Но они видели. Очумев, глядели на форточку, и почему-то лицевые кости черепа у них резко очертились. Потрясенные были, неподвижные, новобрачные.
«Вот оно что! — догадался Алеша. — Все происходит взаправду!»
Заныло в груди, заныло с такой страстной обидой, словно где-нибудь есть утешитель на эту обиду и, заслышав ее, может отозваться.
Захотелось никогда уж больше не смеяться, а безо всякой защиты идти, мгновенно откликаясь на любой звук, любой зов, любой лепет, не думая об опасности и обмане. Жестоко цвел сад, ветки качались, разбрызгивая капель, никогда уж, никогда не коснуться их, виновато пригибаясь от сиянья их, как от окрика, но зато можно уже не защищаться, как неказистая, ненужная дворняжка, пойманная наконец, не защищается больше, а цепенея, дрожит в смертной истоме, испарине, пока неумолимые выволакивают
…Тогда хотя бы просто коснуться своих друзей, убедиться — да, они рядом, почувствовать их тепло, перед тем как соскользнуть вместе с ними туда, где разлука их всех разнесет, растащит донным течением в невозвратные глубины.
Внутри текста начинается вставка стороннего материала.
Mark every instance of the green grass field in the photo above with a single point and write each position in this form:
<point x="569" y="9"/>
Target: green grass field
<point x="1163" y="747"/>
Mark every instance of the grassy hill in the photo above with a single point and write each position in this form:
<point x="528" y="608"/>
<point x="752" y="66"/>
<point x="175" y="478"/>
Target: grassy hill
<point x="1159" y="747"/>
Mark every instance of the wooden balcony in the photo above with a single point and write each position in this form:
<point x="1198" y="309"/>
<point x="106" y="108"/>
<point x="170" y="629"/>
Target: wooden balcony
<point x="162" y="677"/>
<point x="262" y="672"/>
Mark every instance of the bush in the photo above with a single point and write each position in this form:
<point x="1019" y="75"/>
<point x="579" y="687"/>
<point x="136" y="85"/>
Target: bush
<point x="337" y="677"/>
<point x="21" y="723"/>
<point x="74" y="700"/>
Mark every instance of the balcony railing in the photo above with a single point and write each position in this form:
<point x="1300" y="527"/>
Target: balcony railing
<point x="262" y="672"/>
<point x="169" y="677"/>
Он опять повернулся к Толяну. И Толян повернул к нему свое удивленное рябое лицо.
— Ну дела! Ну дела! — лохматый Толян поражался, грустно качал головой. Пусто, не видя, скользил по жене своей, Марине, глазами.
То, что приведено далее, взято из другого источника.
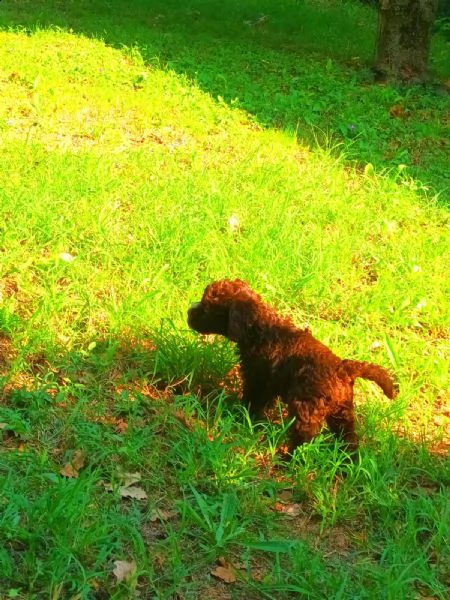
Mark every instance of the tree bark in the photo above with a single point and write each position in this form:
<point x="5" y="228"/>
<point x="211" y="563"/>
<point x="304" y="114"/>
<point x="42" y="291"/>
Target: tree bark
<point x="404" y="38"/>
Тогда он обернулся к Марине. А Марина, забыв о молодом муже, впилась взором в окно, не в силах была оторваться. Как будто бы она хотела вдохнуть мокрый запах жестокого сада, он кипел в форточке, манил и обманывал, но она согласна была обмануться, забыла-забыла про мужа — Толяна! Ноздри ее дрожали, она жадно тянулась лицом туда, навстречу старухе, навстречу синему утру и мокрым веткам.
— Никогда, никогда так не было, — шептал Толян. — Ни разу. В ноябре, и столько снега повалило. Столько снега. Настоящий буран.
— Сколько нам убирать, сколько дворничать, — сокрушалась Марина. — Сколько дворничать, сколько снег отгребать. Буран, настоящий буран.
Настоящий буран был. Последний раз глянул на окно Толяна — буран бежал косо, окно уплывало. Буран летел, спешил, и мир стал примиренный. Воздух свежий и влажный стал, нежность беглого снега везде была, она округлила линии, она уносила весь мир неподвижный, тяжелый, каруселила его ласково.
Когда из бурана выступил Дима, Алеша не удивился, послушно шагнул к нему.
— Только недолго, я на работу иду, — и приготовился мучиться. Дима притихший был, безбурный. Дима был чисто выбрит, смотрел строго небольшими трезвыми глазками. Воротник опрятной курточки был поднят по моде подростков пригорода. Алеша склонился над ним, всмотрелся:
— Дима, по-честному, кто ты?
Дима отпрянул, готовый броситься наутек.
— По лицу не бить! Без подлянок! — Дима прикрыл лицо рукавом.
Алеша отвел его руку, разглядывал Диму.
Косой снег бежал. «Ты детдом, Дима!» Чудное лицо Димы было мокрым, тающий снег сбегал по голой шее за воротник. Алеша, чтоб не пугать дрожащего, отступил от него на шаг. Снег густо бежал, тревожась, спеша. Если расслабить близорукий взгляд — то Дима исчезнет совсем, потеряется за пеленой снега, останется пустая улица, беглый буран удлиненный. «Ты горячка моя, Дима, но восхитительно, что ты живой. Вот, ты носом хлюпаешь, и снег у тебя на лице тает каплями».
— Обобрал ты меня, Дима, брюки украл, время мое, кого-то мы погубили с тобой. Что еще тебе надобно? — и еще отступил, чтоб уйти.
Но Дима шагнул вслед за Алешей. Вынул руку из кармана.
— На, — протянул руку, не разжимая горсти.
Узкое запястье торчало жалко из рукава (курточка чужая, малая), но горсть широкая, темная, как от другой руки.
— Ну что такое здесь, Дима?! — Алеша стал разгибать Димины пальцы, пытался раскрыть его горсть, выковырять то, что в ней зажато.